Here are a few benefits of peanut butter consumption:
- Nutrient-dense. All-natural peanut butter contains ample amounts of healthy micronutrients including niacin, magnesium, sodium, potassium and vitamin E.
- Macronutrient ratio. With a low carbohydrate, moderate protein, and high-fat macronutrient breakdown, peanut butter fits the ketogenic recommendations perfectly.
- Great energy boost. The healthy fat content provides your body with the necessary calories to maintain sustained energy throughout the day without worrying about the extreme highs and lows that come with sugar highs and processed carbohydrates.
- Abundant in monounsaturated fat[*]. Studies have shown that these types of fats can help lower blood pressure, reduce “bad” LDL cholesterol, and even decrease cardiovascular risk.
- Good source of fiber[*]. Aside from the digestion benefits that come with fiber, it’s also known to help lower the risk of stroke, obesity, gastrointestinal diseases, high cholesterol, and high blood pressure.
- Keeps you full. Peanut butter helps you stay satiated so you aren’t constantly craving food in between meals. This helps you lose weight by eating fewer calories overall.
WHEN TO INCORPORATE PEANUT BUTTER INTO YOUR KETO LIFESTYLE
Although the macro ratio of peanut butter seems to fit low-carb diets almost perfectly, many people make the mistake of overeating it which can result in a calorie surplus.
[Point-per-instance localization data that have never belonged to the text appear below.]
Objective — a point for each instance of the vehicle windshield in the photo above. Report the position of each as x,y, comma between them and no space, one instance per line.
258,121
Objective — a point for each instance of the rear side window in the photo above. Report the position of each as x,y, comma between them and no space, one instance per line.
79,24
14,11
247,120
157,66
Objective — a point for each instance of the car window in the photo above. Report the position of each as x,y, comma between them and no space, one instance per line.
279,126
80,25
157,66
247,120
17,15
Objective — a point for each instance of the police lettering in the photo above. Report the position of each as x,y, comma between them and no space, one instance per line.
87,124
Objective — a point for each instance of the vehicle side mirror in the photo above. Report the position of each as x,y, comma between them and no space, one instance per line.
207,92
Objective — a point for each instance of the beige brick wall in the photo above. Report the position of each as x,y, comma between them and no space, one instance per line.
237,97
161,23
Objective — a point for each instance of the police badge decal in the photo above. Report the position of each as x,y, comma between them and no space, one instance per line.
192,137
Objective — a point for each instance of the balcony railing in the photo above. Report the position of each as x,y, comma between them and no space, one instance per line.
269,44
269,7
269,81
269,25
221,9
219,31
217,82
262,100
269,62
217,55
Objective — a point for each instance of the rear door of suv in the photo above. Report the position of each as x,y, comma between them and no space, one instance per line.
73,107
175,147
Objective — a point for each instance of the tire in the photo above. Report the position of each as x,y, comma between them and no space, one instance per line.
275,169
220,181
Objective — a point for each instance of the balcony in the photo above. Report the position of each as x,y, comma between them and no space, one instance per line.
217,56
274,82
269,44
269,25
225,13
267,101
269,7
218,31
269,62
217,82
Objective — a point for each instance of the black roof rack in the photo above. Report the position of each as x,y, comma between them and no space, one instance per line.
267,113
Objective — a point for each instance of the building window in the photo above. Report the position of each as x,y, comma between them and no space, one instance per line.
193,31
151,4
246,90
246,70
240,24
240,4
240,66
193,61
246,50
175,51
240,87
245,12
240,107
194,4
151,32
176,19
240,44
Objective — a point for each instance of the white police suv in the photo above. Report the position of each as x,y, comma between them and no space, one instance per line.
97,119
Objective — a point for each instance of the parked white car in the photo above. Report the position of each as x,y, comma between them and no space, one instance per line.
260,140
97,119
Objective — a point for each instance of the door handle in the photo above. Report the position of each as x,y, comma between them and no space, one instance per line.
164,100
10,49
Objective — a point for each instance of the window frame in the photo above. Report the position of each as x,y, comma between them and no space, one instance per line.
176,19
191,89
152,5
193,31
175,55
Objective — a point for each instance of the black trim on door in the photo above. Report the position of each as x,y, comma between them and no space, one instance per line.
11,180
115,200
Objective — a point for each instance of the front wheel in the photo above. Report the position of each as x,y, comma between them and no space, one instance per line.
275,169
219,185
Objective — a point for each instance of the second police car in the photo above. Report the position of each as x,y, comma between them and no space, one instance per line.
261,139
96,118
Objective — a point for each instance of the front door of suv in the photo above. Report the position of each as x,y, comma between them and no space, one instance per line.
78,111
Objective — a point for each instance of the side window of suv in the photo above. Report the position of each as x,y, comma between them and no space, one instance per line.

When you consume more calories than your body burns, you end up gaining weight.
If you’re a beginner, adding peanut butter is perfectly acceptable if you make it a priority to eat the correct amount.
Peanut butter is best used on the ketogenic diet as a snack. Since the goal of keto is to stay under 50 grams of carbs, saving it for the end of the day when you know you’re under your carbohydrate intake is the safest way to eat it without harming your weight loss goals.
Peanut butter is also great:
- As a pre-workout snack to help fuel your exercises when carbohydrates are restricted.
- To satisfy sugar cravings that may arise in the initial stages of keto.
- When you want to stay in ketosis while traveling and have limited food options.
WHAT ABOUT OTHER NUT BUTTERS?
Variety is not only the spice of life, but it’s also beneficial when it comes to nut butters, as different nuts contain different beneficial micronutrients. For instance, almonds are high in vitamin E, manganese, and magnesium, whereas cashews are high in vitamins E, K, and B-6.
Whether your preference is almond butter, cashew butter, hazelnut butter, or other, just remember that the same rules apply. Be sure to review the ingredient list (the best nut butters have just 1 or 2 ingredients), and enjoy in moderation.
USE PEANUT BUTTER AS A TREAT AND STICK TO THE ALL-NATURAL OPTIONS
While peanut butter’s macronutrient ratio may fit your ketogenic diet perfectly, it can be extremely easy to overeat.
Beginners who have just started living the low-carb lifestyle should make it a priority to measure their peanut butter consumption using a tablespoon to avoid overeating.
As long as you’re avoiding commercial peanut butters—filled with trans fats, sugar, and hydrogenated vegetables—and sticking to all-natural brands, peanut butter can be the perfect snack for people venturing on the ketogenic journey!